Les deux comédiens ayant eu des rapports conflictuels sur le tournage de Roma A Mano Armata, les scénaristes se sont ainsi arrangés pour que Merli et Milian aient le moins de scènes en commun. Flanqués de John Saxon, ils forment en tout cas une distribution en béton armé que complètent quelques gueules habituelles (Riccardo Garonne) et la belle Gabriella Lepori. Gommant les prétentions sociales ou contestataires de beaucoup de poliziottesci, Le cynique, l'infâme, le violent mise sur la brutalité et la castagne. Maurizio Merli n'est pas Franco Nero ou Enrico Maria Salerno. Il tire de fait le film davantage vers l'action que vers la dénonciation de la corruption ou d'une violence gangreneuse. Si le scénario a ses limites, Lenzi fait montre d'une habileté remarquable et de la nervosité ad hoc, emballant son métrage avec précision et une rigueur inattendue quand bien même on regrette le caractère malsain et crapoteux de La rançon de la peur. Ajoutons à cela le thème musical très chouette composé par Franco Micalizzi et on obtient à l'arrivée un des meilleurs néo-polars italiens.  (vu le 01/12/2018)
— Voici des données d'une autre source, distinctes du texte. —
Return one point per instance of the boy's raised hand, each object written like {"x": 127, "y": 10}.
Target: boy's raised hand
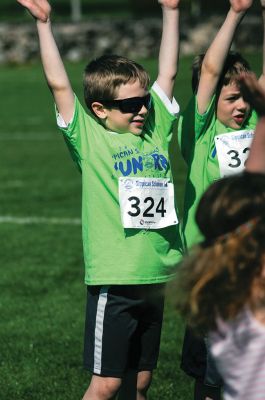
{"x": 39, "y": 9}
{"x": 241, "y": 5}
{"x": 173, "y": 4}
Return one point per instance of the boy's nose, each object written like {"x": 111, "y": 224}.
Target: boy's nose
{"x": 241, "y": 104}
{"x": 143, "y": 110}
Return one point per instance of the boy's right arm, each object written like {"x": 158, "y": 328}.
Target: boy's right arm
{"x": 215, "y": 56}
{"x": 54, "y": 70}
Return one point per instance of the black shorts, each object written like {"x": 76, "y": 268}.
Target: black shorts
{"x": 123, "y": 328}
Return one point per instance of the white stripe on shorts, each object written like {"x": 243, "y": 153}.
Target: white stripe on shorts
{"x": 102, "y": 301}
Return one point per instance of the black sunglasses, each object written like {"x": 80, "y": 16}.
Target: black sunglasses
{"x": 131, "y": 105}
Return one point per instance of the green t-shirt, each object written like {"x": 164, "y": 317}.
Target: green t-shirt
{"x": 114, "y": 254}
{"x": 196, "y": 136}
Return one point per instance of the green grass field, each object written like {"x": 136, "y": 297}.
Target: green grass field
{"x": 42, "y": 300}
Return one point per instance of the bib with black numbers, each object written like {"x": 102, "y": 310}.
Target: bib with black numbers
{"x": 147, "y": 203}
{"x": 232, "y": 151}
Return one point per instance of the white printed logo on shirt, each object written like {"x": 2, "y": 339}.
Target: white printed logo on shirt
{"x": 147, "y": 203}
{"x": 232, "y": 151}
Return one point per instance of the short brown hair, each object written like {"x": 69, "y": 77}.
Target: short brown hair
{"x": 234, "y": 65}
{"x": 104, "y": 75}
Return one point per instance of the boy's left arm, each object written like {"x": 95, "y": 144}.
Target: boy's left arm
{"x": 169, "y": 47}
{"x": 262, "y": 77}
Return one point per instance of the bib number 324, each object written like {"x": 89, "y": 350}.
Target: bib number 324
{"x": 147, "y": 203}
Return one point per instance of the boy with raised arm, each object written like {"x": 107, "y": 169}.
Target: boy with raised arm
{"x": 130, "y": 228}
{"x": 215, "y": 134}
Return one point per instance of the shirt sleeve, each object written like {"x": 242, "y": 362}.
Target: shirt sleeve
{"x": 192, "y": 126}
{"x": 172, "y": 106}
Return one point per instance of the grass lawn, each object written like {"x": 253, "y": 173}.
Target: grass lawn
{"x": 42, "y": 292}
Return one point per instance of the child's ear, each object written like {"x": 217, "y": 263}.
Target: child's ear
{"x": 99, "y": 110}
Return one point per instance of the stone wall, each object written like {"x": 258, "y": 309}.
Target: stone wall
{"x": 134, "y": 39}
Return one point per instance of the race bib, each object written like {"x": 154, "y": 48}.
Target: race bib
{"x": 232, "y": 151}
{"x": 147, "y": 203}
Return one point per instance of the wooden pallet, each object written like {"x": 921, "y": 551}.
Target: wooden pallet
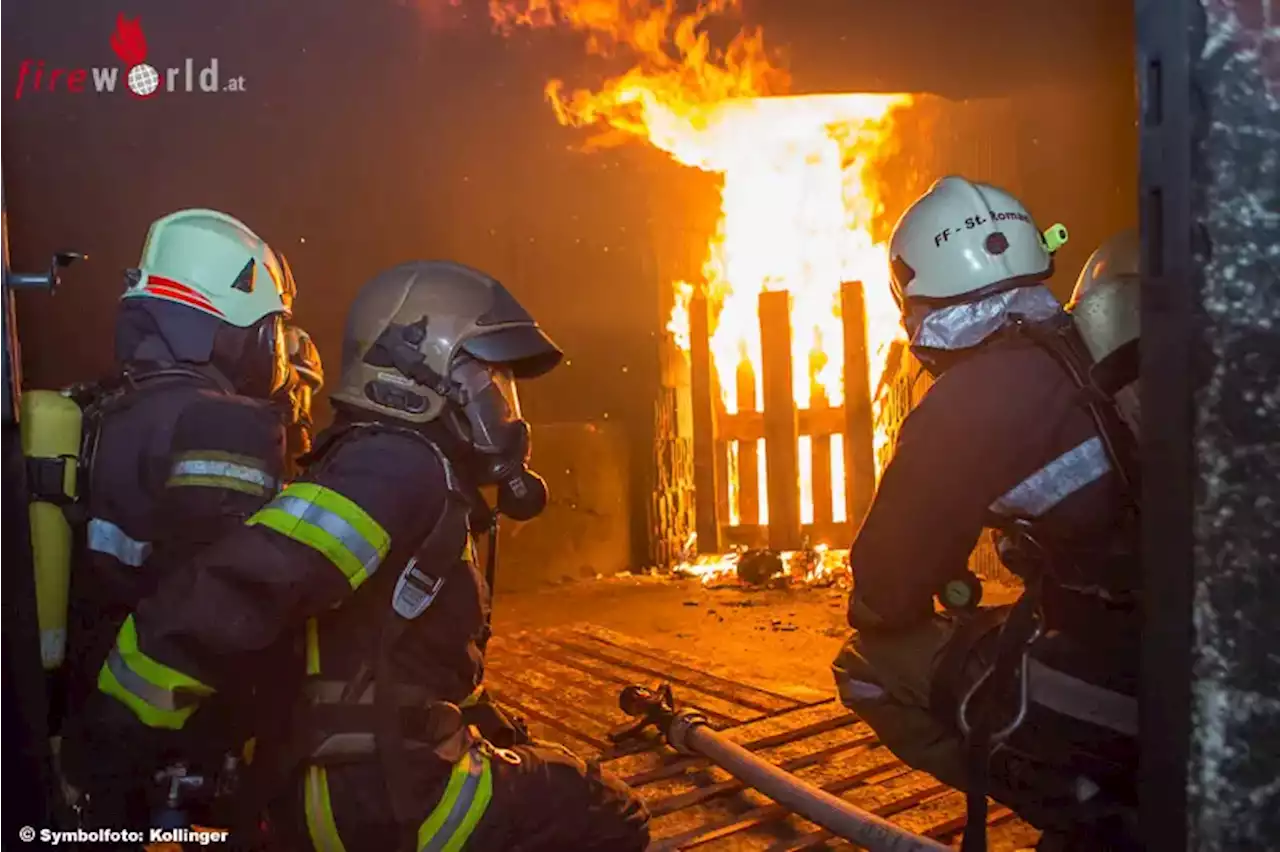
{"x": 565, "y": 682}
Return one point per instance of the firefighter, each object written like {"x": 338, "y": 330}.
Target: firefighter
{"x": 1015, "y": 438}
{"x": 181, "y": 445}
{"x": 368, "y": 562}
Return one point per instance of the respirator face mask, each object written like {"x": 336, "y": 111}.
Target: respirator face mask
{"x": 499, "y": 435}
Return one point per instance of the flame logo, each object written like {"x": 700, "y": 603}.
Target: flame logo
{"x": 131, "y": 46}
{"x": 128, "y": 42}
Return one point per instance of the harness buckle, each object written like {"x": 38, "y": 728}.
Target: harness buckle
{"x": 504, "y": 755}
{"x": 415, "y": 591}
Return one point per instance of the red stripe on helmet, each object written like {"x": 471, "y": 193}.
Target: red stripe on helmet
{"x": 179, "y": 292}
{"x": 178, "y": 287}
{"x": 184, "y": 296}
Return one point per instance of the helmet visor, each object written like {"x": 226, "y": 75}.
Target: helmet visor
{"x": 492, "y": 403}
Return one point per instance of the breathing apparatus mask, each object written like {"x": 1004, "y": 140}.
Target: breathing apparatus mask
{"x": 487, "y": 416}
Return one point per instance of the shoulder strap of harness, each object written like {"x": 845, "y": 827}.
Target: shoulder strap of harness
{"x": 419, "y": 582}
{"x": 1096, "y": 388}
{"x": 416, "y": 589}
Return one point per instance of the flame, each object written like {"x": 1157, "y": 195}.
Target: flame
{"x": 819, "y": 566}
{"x": 128, "y": 41}
{"x": 798, "y": 197}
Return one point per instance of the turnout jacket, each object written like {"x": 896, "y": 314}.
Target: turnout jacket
{"x": 215, "y": 626}
{"x": 1001, "y": 434}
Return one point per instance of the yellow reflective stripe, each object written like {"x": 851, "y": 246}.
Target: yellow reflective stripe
{"x": 312, "y": 646}
{"x": 319, "y": 810}
{"x": 449, "y": 825}
{"x": 215, "y": 470}
{"x": 160, "y": 696}
{"x": 330, "y": 523}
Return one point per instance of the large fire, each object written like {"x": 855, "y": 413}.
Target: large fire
{"x": 796, "y": 197}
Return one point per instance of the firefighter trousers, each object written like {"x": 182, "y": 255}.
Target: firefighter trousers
{"x": 888, "y": 679}
{"x": 536, "y": 797}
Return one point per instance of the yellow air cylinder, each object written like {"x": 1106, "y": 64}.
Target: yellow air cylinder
{"x": 50, "y": 426}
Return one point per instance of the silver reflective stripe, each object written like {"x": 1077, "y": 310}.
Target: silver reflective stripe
{"x": 461, "y": 805}
{"x": 149, "y": 692}
{"x": 1056, "y": 481}
{"x": 964, "y": 325}
{"x": 1078, "y": 699}
{"x": 330, "y": 692}
{"x": 851, "y": 690}
{"x": 346, "y": 745}
{"x": 228, "y": 470}
{"x": 108, "y": 539}
{"x": 320, "y": 517}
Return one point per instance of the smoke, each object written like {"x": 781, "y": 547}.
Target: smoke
{"x": 438, "y": 14}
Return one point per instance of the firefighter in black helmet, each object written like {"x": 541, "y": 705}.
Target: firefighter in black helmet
{"x": 368, "y": 560}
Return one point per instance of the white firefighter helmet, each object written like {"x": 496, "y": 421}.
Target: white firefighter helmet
{"x": 213, "y": 262}
{"x": 963, "y": 238}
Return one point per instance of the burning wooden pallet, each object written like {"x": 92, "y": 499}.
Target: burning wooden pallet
{"x": 565, "y": 682}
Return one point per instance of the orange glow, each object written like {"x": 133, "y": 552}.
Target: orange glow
{"x": 796, "y": 197}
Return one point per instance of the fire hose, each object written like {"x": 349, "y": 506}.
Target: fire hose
{"x": 689, "y": 732}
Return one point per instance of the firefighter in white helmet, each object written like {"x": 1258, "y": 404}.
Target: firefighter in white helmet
{"x": 181, "y": 444}
{"x": 1014, "y": 436}
{"x": 366, "y": 566}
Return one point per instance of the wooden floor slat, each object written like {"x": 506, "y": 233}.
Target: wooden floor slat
{"x": 566, "y": 682}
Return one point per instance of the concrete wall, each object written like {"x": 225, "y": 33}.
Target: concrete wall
{"x": 586, "y": 526}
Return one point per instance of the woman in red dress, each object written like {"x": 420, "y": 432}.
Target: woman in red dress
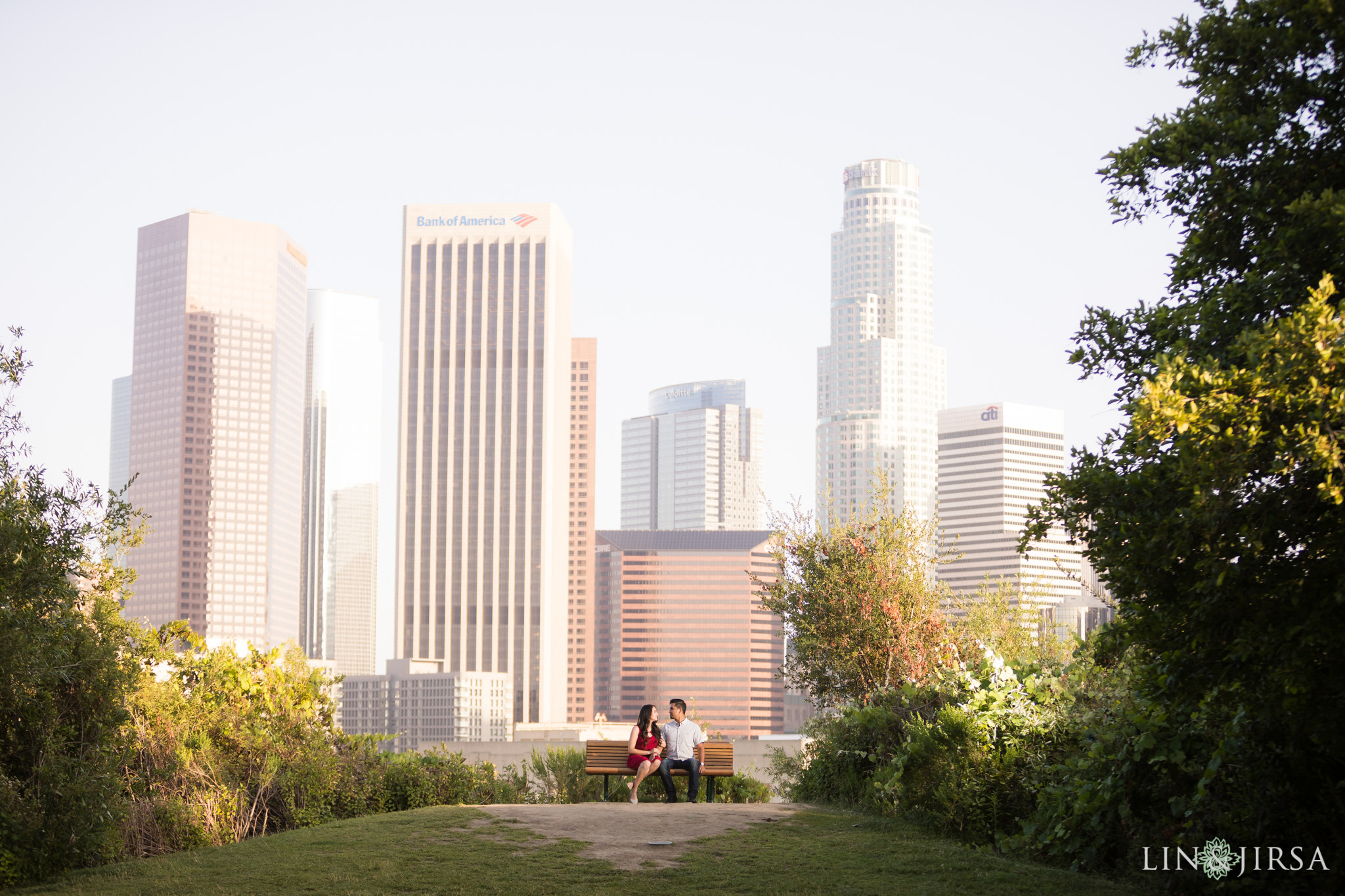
{"x": 645, "y": 748}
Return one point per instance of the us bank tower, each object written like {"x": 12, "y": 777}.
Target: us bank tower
{"x": 881, "y": 381}
{"x": 483, "y": 441}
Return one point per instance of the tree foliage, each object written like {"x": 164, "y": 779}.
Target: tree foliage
{"x": 860, "y": 602}
{"x": 1215, "y": 513}
{"x": 1251, "y": 171}
{"x": 66, "y": 658}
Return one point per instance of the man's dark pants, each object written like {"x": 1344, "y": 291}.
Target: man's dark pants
{"x": 689, "y": 766}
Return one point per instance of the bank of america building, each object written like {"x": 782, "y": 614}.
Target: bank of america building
{"x": 881, "y": 381}
{"x": 482, "y": 467}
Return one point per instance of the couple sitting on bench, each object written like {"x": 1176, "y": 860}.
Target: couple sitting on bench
{"x": 680, "y": 744}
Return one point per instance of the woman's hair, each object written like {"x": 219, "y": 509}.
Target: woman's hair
{"x": 648, "y": 725}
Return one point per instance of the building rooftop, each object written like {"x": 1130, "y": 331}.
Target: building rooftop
{"x": 684, "y": 539}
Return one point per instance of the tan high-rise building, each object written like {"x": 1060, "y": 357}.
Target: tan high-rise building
{"x": 217, "y": 426}
{"x": 881, "y": 381}
{"x": 483, "y": 441}
{"x": 579, "y": 637}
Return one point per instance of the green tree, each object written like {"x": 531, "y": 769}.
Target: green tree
{"x": 858, "y": 601}
{"x": 66, "y": 658}
{"x": 1215, "y": 513}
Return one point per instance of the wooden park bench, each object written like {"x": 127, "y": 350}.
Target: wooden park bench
{"x": 607, "y": 758}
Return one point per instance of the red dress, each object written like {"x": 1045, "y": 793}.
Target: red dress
{"x": 634, "y": 759}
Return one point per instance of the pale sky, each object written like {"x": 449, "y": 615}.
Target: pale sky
{"x": 697, "y": 154}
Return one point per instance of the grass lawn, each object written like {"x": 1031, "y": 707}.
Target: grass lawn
{"x": 435, "y": 851}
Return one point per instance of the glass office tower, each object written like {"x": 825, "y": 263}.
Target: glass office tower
{"x": 881, "y": 381}
{"x": 217, "y": 396}
{"x": 579, "y": 630}
{"x": 119, "y": 453}
{"x": 342, "y": 422}
{"x": 483, "y": 441}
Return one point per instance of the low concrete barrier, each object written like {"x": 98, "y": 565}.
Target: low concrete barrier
{"x": 749, "y": 757}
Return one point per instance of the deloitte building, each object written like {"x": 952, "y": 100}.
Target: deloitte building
{"x": 881, "y": 381}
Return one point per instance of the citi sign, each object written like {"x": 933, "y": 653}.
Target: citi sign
{"x": 463, "y": 221}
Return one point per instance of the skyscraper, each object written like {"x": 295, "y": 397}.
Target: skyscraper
{"x": 217, "y": 396}
{"x": 340, "y": 554}
{"x": 119, "y": 453}
{"x": 881, "y": 381}
{"x": 992, "y": 464}
{"x": 579, "y": 636}
{"x": 694, "y": 463}
{"x": 482, "y": 467}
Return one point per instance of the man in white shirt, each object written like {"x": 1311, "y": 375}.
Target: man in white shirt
{"x": 685, "y": 752}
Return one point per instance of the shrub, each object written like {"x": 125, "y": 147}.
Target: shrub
{"x": 558, "y": 777}
{"x": 66, "y": 658}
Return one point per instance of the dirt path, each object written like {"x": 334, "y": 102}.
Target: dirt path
{"x": 621, "y": 832}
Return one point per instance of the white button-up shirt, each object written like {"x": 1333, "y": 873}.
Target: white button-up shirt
{"x": 682, "y": 738}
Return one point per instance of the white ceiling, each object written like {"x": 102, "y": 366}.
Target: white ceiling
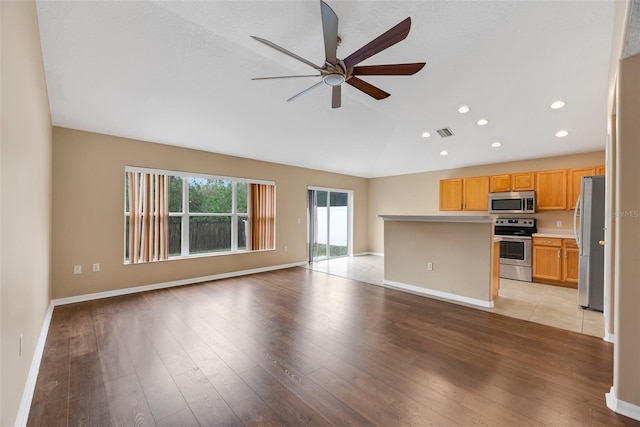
{"x": 179, "y": 73}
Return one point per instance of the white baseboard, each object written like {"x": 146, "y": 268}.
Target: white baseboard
{"x": 136, "y": 289}
{"x": 609, "y": 337}
{"x": 432, "y": 293}
{"x": 621, "y": 407}
{"x": 32, "y": 377}
{"x": 367, "y": 253}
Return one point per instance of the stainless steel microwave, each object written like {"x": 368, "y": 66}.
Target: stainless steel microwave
{"x": 514, "y": 202}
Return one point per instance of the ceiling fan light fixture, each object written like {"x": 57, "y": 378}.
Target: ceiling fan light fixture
{"x": 333, "y": 79}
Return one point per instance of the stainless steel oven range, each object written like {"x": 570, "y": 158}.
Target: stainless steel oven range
{"x": 515, "y": 247}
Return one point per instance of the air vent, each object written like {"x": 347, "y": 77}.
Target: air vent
{"x": 445, "y": 132}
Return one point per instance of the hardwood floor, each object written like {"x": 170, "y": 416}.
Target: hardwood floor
{"x": 299, "y": 347}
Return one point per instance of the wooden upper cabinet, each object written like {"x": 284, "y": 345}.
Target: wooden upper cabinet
{"x": 525, "y": 181}
{"x": 574, "y": 182}
{"x": 551, "y": 190}
{"x": 475, "y": 193}
{"x": 451, "y": 194}
{"x": 499, "y": 183}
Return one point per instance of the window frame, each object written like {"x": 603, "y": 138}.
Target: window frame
{"x": 185, "y": 214}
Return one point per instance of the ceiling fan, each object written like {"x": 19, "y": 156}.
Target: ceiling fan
{"x": 336, "y": 71}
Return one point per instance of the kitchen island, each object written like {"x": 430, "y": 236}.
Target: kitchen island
{"x": 443, "y": 257}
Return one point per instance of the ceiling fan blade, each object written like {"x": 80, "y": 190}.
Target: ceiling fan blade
{"x": 336, "y": 100}
{"x": 387, "y": 39}
{"x": 286, "y": 77}
{"x": 286, "y": 52}
{"x": 367, "y": 88}
{"x": 305, "y": 91}
{"x": 388, "y": 70}
{"x": 330, "y": 31}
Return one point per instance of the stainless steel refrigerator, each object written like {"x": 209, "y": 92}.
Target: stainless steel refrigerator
{"x": 588, "y": 226}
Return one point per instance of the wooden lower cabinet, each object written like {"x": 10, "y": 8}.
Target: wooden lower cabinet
{"x": 555, "y": 261}
{"x": 495, "y": 269}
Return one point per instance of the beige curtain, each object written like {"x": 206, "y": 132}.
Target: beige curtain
{"x": 148, "y": 217}
{"x": 262, "y": 216}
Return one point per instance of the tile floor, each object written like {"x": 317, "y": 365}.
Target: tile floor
{"x": 546, "y": 304}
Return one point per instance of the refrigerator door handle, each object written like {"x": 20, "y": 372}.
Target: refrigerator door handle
{"x": 575, "y": 222}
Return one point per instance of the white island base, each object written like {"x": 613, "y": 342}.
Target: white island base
{"x": 444, "y": 257}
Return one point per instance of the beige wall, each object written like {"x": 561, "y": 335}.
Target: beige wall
{"x": 25, "y": 200}
{"x": 626, "y": 376}
{"x": 88, "y": 205}
{"x": 418, "y": 194}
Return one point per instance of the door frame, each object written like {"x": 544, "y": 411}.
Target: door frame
{"x": 311, "y": 216}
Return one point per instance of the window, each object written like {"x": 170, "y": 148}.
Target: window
{"x": 175, "y": 215}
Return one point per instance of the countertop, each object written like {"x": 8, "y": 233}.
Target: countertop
{"x": 564, "y": 235}
{"x": 439, "y": 218}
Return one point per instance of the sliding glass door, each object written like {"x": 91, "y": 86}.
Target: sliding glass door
{"x": 329, "y": 223}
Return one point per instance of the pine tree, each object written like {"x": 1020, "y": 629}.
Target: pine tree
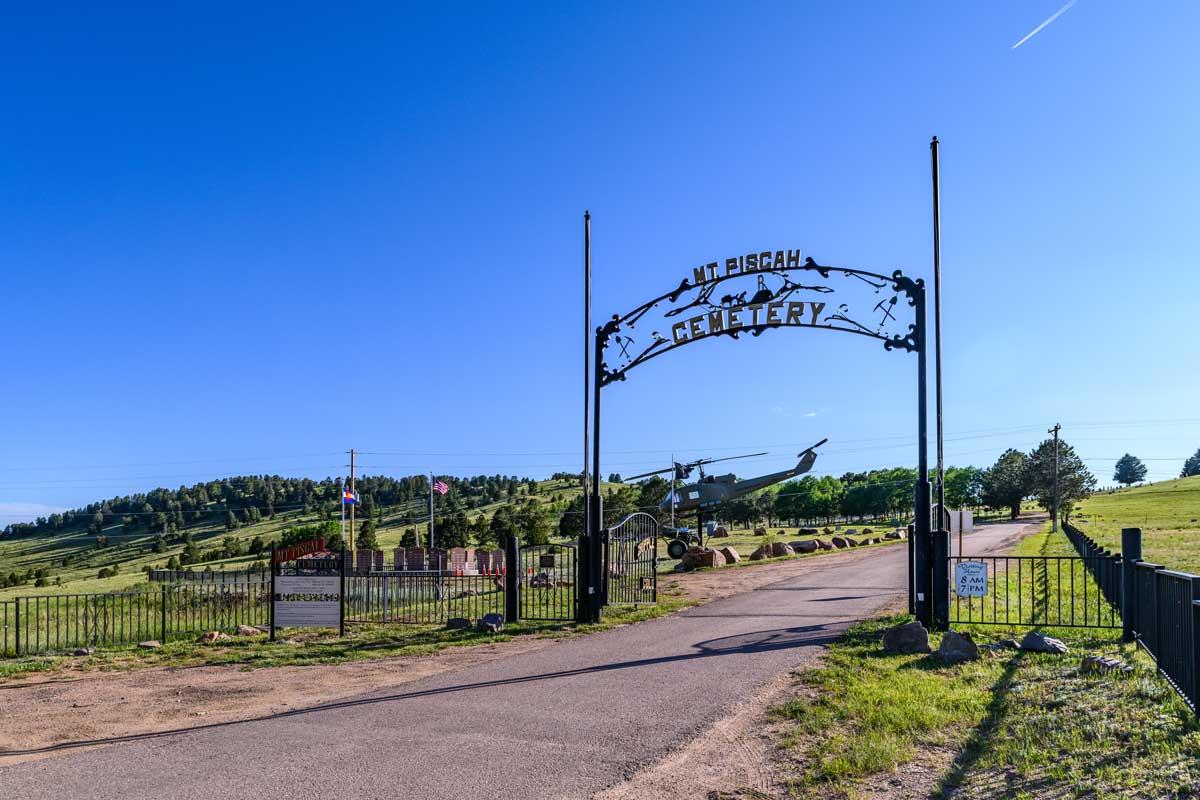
{"x": 1129, "y": 470}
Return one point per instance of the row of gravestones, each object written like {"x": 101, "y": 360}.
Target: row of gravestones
{"x": 459, "y": 560}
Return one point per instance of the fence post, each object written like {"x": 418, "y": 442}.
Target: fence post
{"x": 1195, "y": 649}
{"x": 1131, "y": 553}
{"x": 1195, "y": 644}
{"x": 941, "y": 579}
{"x": 511, "y": 578}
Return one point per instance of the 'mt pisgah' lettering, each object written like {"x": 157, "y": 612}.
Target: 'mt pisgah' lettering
{"x": 779, "y": 259}
{"x": 754, "y": 314}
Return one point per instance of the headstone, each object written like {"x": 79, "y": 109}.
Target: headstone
{"x": 414, "y": 559}
{"x": 957, "y": 647}
{"x": 1036, "y": 642}
{"x": 491, "y": 623}
{"x": 437, "y": 559}
{"x": 1102, "y": 665}
{"x": 910, "y": 637}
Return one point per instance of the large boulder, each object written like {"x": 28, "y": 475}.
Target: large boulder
{"x": 958, "y": 647}
{"x": 910, "y": 637}
{"x": 701, "y": 557}
{"x": 778, "y": 549}
{"x": 1036, "y": 642}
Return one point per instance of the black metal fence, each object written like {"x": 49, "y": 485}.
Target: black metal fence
{"x": 59, "y": 623}
{"x": 1161, "y": 609}
{"x": 1039, "y": 590}
{"x": 421, "y": 597}
{"x": 209, "y": 576}
{"x": 631, "y": 558}
{"x": 546, "y": 582}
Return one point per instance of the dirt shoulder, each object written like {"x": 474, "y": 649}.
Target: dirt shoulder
{"x": 45, "y": 714}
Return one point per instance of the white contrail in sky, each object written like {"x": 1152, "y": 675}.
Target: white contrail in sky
{"x": 1038, "y": 29}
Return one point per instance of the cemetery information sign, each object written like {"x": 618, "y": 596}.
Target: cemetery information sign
{"x": 307, "y": 601}
{"x": 971, "y": 579}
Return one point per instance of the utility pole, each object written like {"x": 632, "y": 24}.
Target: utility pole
{"x": 937, "y": 332}
{"x": 1055, "y": 431}
{"x": 351, "y": 539}
{"x": 587, "y": 361}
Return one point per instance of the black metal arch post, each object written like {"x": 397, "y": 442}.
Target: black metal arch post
{"x": 925, "y": 587}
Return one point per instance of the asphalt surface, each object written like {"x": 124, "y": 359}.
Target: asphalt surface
{"x": 565, "y": 721}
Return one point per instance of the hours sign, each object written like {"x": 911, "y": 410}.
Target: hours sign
{"x": 971, "y": 579}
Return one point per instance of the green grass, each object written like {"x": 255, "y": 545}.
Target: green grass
{"x": 745, "y": 542}
{"x": 1168, "y": 513}
{"x": 324, "y": 647}
{"x": 131, "y": 553}
{"x": 1023, "y": 725}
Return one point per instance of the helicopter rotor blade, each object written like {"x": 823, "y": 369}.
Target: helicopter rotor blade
{"x": 713, "y": 461}
{"x": 658, "y": 471}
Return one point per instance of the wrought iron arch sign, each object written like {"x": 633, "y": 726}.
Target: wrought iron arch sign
{"x": 787, "y": 292}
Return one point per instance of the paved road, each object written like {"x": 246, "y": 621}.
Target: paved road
{"x": 564, "y": 721}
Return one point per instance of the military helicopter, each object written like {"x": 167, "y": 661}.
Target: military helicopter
{"x": 712, "y": 489}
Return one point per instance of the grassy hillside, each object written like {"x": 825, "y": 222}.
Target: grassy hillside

Umberto Lenzi | Brigade spéciale (1976)


Umberto Lenzi s'est éteint le 19 octobre 2017. Avec lui, c'est tout un pan du cinéma bis italien qui disparaît. Si l'homme a touché à tous les genres, suivant les modes, du péplum au cannibales, de l'aventures à l'eurospy en passant par le western, c'est grâce à ses gialli et ses polars urbains qu'il va s'imposer. Parmi ces derniers, il y a notamment ce Brigade spéciale (Roma A Mano Armata), très représentatif de son approche du poliziesco et premier des trois spécimens qu'il réalise en 1976 avant S.O.S. Jaguar : opération casseurs et Le clan des pourris. Mise en scène nerveuse, musique ad hoc (de Franco Micalizzi), violence graphique et affrontements virils définissent sa patte.
Tout en illustrant avec réalisme le tissu urbain de Rome dont Lenzi utilise à merveille la topographie, le film est surtout porté par la confrontation entre Maurizio Merli, éternelle figure du flic aux méthodes expéditives à la Bronson et Tomas Milian qui, dans la peau du bossu (Il Gobbo), bouffe l'écran avec sa folie coutumière à peine contrôlée. Cette rencontre au sommet nous fait oublier un scénario cousu parfois de fil blanc et des personnages secondaires sacrifiées, dont celui campé par un Ivan Rassimov sous-exploité. Brigade spéciale est un modèle du polar urbain, sec et brutal.